The aqueous corrosion of potash-lime-silica glass in the range 10–250°C

Abstract

It is difficult to measure accurately the natural long-term corrosion rates of highly durable nuclear waste glasses. Care should be taken when using data from high temperature experiments to predict corrosion rates under ambient repository conditions as there are many factors (such as the precipitation of secondary compounds, the chemistry of the water in contact with the glass, or circulation of this water through the repository) that can influence the temperature dependence of aqueous reactions. In this study, some standard leach tests using pure water, in continuous flow and direct sampling autoclaves, were performed on a synthetic medieval glass. Archaeological glass samples of a similar composition and which had suffered several centuries of corrosion in damp soil had been the subject of previous studies. The corrosion of the archaeological samples in damp soil was well understood and the aim was to determine how well standard leach tests would predict the observed corrosion. The experimentally measured long-term corrosion rates were not simply dependent on temperature, therefore they could not be used to predict either the corrosion rates or products found on the archaeological samples. In continuous flow experiments this was largely because the release of some cations (e.g. Mg 2+) was proportional to the flow rates used, and so the long-term corrosion was dependent on both flow rate and temperature. In the autoclave experiments, concentrations of dissolved ions climbed rapidly in the small water volume, leading to the precipitation of complex mineral phase assemblages.
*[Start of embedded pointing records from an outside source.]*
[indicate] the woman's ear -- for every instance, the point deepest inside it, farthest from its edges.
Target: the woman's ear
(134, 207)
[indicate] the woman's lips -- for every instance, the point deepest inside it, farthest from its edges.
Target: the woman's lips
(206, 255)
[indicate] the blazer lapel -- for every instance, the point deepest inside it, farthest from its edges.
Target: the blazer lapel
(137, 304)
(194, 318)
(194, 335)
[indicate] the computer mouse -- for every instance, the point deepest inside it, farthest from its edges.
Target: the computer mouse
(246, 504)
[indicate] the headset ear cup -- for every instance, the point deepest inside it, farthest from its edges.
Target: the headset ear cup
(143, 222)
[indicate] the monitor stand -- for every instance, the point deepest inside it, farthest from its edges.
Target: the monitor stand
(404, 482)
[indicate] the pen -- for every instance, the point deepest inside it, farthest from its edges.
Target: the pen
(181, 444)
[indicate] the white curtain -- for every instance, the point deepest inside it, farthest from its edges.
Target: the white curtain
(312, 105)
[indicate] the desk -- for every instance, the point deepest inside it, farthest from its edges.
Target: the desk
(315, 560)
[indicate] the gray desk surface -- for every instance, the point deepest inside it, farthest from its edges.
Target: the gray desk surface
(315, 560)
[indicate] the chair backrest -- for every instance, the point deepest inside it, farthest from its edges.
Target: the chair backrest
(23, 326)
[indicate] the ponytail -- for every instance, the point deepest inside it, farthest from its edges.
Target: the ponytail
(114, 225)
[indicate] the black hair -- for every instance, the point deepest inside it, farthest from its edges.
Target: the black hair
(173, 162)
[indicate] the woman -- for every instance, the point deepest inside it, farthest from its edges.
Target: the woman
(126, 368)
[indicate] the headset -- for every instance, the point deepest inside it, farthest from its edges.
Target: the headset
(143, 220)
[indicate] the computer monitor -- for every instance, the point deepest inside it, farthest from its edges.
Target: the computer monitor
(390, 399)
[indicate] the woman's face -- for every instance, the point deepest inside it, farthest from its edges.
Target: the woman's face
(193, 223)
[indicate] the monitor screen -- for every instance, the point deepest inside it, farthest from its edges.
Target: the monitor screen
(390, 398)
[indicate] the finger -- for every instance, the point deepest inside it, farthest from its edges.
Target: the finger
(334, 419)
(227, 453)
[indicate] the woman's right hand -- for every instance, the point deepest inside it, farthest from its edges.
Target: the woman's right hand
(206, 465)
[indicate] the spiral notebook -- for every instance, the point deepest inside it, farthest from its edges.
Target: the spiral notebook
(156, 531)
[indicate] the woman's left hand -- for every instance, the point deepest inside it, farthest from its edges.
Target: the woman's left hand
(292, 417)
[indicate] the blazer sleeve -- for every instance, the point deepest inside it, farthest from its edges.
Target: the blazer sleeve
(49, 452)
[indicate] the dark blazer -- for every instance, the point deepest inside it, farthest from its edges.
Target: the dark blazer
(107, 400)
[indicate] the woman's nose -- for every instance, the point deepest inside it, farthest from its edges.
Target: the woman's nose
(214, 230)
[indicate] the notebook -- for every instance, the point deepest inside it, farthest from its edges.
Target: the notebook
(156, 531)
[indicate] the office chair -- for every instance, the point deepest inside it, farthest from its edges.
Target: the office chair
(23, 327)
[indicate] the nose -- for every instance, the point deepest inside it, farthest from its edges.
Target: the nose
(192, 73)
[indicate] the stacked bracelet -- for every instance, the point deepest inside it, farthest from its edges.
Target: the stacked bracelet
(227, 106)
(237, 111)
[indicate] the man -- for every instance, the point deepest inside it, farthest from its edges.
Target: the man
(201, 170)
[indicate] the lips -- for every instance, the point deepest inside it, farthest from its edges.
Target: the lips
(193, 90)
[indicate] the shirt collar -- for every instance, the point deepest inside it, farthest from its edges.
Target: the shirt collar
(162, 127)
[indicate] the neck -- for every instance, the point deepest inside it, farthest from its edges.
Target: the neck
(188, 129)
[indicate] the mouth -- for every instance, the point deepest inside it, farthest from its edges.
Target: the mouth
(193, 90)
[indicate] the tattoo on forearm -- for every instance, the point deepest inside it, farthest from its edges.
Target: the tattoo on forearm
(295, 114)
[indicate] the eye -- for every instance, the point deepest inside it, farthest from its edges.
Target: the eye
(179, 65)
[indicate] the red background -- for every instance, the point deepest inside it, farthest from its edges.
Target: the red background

The experiments did not reach silica saturation, therefore the long-term rates measured were a function of both the temperature and the extent of reaction. The initial release rates of silica and of the network modifying cations showed an Arrhenius temperature dependence with an activation energy of about 78.5 kJmol −1. These results would have predicted the soil corrosion of the archaeological samples to within about 30%, i.e. the initial corrosion rate in pure water was similar to the long-term rate in damp soil. As an explanation of the experimental observations it is suggested that clay minerals in the soil consumed silica as the glass dissolved, maintaining under-saturated conditions and allowing corrosion at a rate similar to the initial rate in pure water.